By David J. Kelly, Minnesota Bankruptcy Attorney
Eligibility for bankruptcy is based primarily on household income. How that is calculated might surprise you.
If you are contemplating bankruptcy and marriage, in most situations it would be best to do the bankruptcy first. Get things cleaned up before you start your new life. If you wait until after you are married, almost all your spouse’s income will be added to yours for purposes of determining eligibility for bankruptcy. This will happen even if your spouse does not file bankruptcy jointly with you.
If you file your bankruptcy while you are still single, however, the only income that will count is yours. For bankruptcy purposes what is thought of as your income might be more than you would expect. Included in your income will be any contributions to your living expenses you regularly receive from others.
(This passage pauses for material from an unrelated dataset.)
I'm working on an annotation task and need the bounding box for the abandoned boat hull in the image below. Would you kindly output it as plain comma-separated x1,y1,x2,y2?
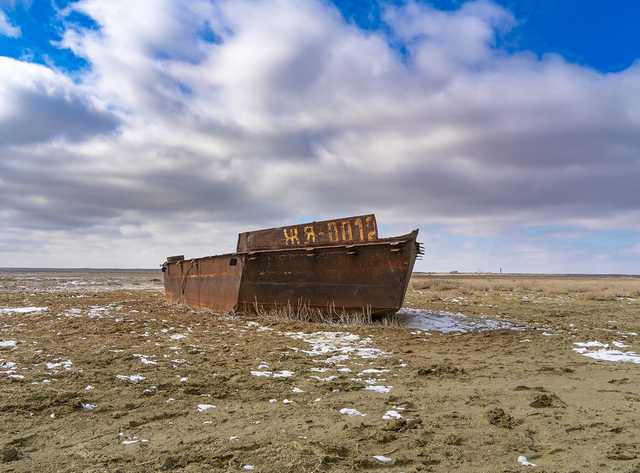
162,229,420,316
What others you might ask? Well, a good example would be a roommate or roommates with whom you share expenses. If your roommate is paying half the rent where you live, that half of the rent will be or will probably be considered additional income of yours. But then you get to claim a larger household size and the expenses of a larger household, which means it tends to all balance out. You will not have all your roommate’s income added to yours, but only your roommate’s contribution to your living expenses.
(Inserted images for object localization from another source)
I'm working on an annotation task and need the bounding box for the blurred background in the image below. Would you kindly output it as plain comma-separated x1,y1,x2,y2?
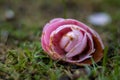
0,0,120,79
0,0,120,45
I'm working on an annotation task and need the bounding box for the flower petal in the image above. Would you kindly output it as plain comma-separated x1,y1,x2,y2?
50,26,71,56
66,33,87,58
77,34,104,65
64,30,83,52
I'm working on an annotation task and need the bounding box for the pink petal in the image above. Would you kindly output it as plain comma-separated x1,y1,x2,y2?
41,34,48,52
66,19,89,31
65,33,95,62
64,30,83,52
66,33,87,58
50,26,71,55
66,55,91,63
43,19,65,46
85,32,95,55
60,35,70,49
43,18,64,32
Contributions to your living expenses can come from all sorts of different sources: your adult children, your parent, your significant other, or some friend or relative. If the person making the contribution lives with you, as I mentioned above, you could typically include that person in your household size.
BUT if you have a spouse in your home, almost all that person’s income will be treated as yours – even if you file your bankruptcy individually. In many cases this can put a serious damper on your eligibility.
Every case is different and there are certainly exceptions to what I am saying here. If both you and your partner are in need of a bankruptcy, there is a possibility that you would be better off getting married and then doing one joint bankruptcy instead of two individual bankruptcy cases while you are single. This can be very tricky. If you and your partner both need to file bankruptcy, before getting married have your lawyer run the numbers both ways and follow the advice you receive.
One more word. Getting married or getting divorced solely for the purpose of getting a better deal from the bankruptcy court could be considered bankruptcy fraud, and that could be a felony. Don’t even think about it. The bankruptcy statute contains a good faith requirement. Don’t be getting married or divorced unless that is something that you needed to do for non-bankruptcy purposes.
I am a debt relief agency. I help people file for relief under the federal bankruptcy code. This is for general information purposes only and is not legal advice. It does not create an attorney-client relationship. Seek the advice of the attorney of your choice concerning the details of your case. I practice in Minnesota. Rules, laws and practices may be different in your state.